2 Aspirine et anti-inflammatoires non stéroïdiens non salicylés (AINSNS) :

L’effet protecteur de l’aspirine et des AINSNS, suggéré par des études de cohortes de malades atteints de polyarthrite rhumatoïde, a été confirmé par l’expérimentation animale. Les anti-inflammatoires non stéroïdiens bloquent l’initiation et la croissance des adénomes. Des études épidémiologiques (de cas-témoins et de cohorte) ont montré qu’une prise prolongée pendant 10 à 20 ans est nécessaire pour que l’effet apparaisse ; il n'est que suspensif et disparaît à l’arrêt de la prise du produit.
Dans la PAF, le sulindac diminue le nombre et la taille des adénomes. L'effet n'est que suspensif. Mais des observations de cancer rectal apparu sous sulindac en limitent l'intérêt et incitent à la prudence.

Recommandations :
Le jury estime que le niveau de preuves est actuellement insuffisant et les effets secondaires potentiels trop importants pour recommander la généralisation de la prise d’aspirine comme méthode de prévention du CCR ou des AINSNS dans les adénomes sporadiques et la PAF.

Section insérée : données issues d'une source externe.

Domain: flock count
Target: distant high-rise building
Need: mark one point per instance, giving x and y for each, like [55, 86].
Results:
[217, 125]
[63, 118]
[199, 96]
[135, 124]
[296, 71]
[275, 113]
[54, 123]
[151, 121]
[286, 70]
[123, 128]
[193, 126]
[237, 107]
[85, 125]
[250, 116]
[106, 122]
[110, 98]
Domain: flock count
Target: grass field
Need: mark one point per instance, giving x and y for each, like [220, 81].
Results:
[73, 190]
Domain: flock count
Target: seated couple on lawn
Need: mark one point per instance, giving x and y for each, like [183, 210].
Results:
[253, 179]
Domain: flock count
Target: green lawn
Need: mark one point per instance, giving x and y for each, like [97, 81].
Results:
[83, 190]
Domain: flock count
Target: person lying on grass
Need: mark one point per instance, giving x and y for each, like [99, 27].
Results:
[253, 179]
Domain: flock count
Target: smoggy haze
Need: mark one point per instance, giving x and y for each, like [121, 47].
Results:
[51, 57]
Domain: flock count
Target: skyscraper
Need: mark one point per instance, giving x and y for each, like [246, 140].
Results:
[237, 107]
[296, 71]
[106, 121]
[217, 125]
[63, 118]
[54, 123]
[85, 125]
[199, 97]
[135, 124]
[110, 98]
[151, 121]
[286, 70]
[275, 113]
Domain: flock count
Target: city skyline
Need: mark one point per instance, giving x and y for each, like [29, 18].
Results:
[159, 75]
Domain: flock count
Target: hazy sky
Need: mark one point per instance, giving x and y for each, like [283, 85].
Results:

Le dépistage du cancer colique est-il possible et utile ?

1 Dépistage chez les sujets à risque moyen

Deux études contrôlées et randomisées réalisées dans la population générale chez des personnes âgées de 45 à 74 ans, ont démontré qu'un programme de dépistage basé sur le test Hemoccult II® répété tous les deux ans et suivi de coloscopie en cas de positivité, peut diminuer la mortalité par CCR de 15 à 18%, 8 à 10 ans après sa mise en place. Une étude semblable est en voie d’achèvement en Bourgogne. Le test Hemoccult II® permet de dépister environ 50% des cancers et 20% des adénomes de plus de 1cm. Pour obtenir ces résultats ainsi qu’une valeur prédictive positive acceptable, le test Hemoccult II® doit être réalisé dans le cadre d’un programme régulièrement évalué ; sa lecture doit être centralisée et effectuée par des équipes entraînées. La participation de la population concernée doit être d'au moins 50% et maintenue pendant toute la durée du programme. Pour atteindre cet objectif, la collaboration des médecins généralistes et des médecins du travail est indispensable.
La rectosigmoïdoscopie souple et la coloscopie totale ont une sensibilité élevée, mais ne satisfont pas aux critères d'acceptabilité et d'innocuité d’un test de dépistage de masse.

Recommandations :
Le dépistage du CCR est possible par la recherche de saignement occulte dans les selles, dans le cadre de campagnes de dépistage de masse soumises à des conditions strictes de réalisation. Son efficacité pour les sujets à risque moyen ne pourra être définitivement affirmée en France qu'après l’examen des résultats de l'étude bourguignonne et après la démonstration de sa faisabilité par des études pilotes. Il est conseillé de les réaliser rapidement dans des départements aptes à respecter un cahier des charges précis, et de préférence là où il existe un registre du cancer.
Le dépistage du CCR par la recherche du sang occulte dans les selles ne saurait être proposé à titre individuel par un médecin à son patient en dehors du cadre de campagnes de dépistage organisées.
La demande individuelle formulée par un patient doit être appréciée dans le cadre de la relation médecin-malade, en fonction des facteurs de risque. Elle ne relève en aucun cas du dépistage.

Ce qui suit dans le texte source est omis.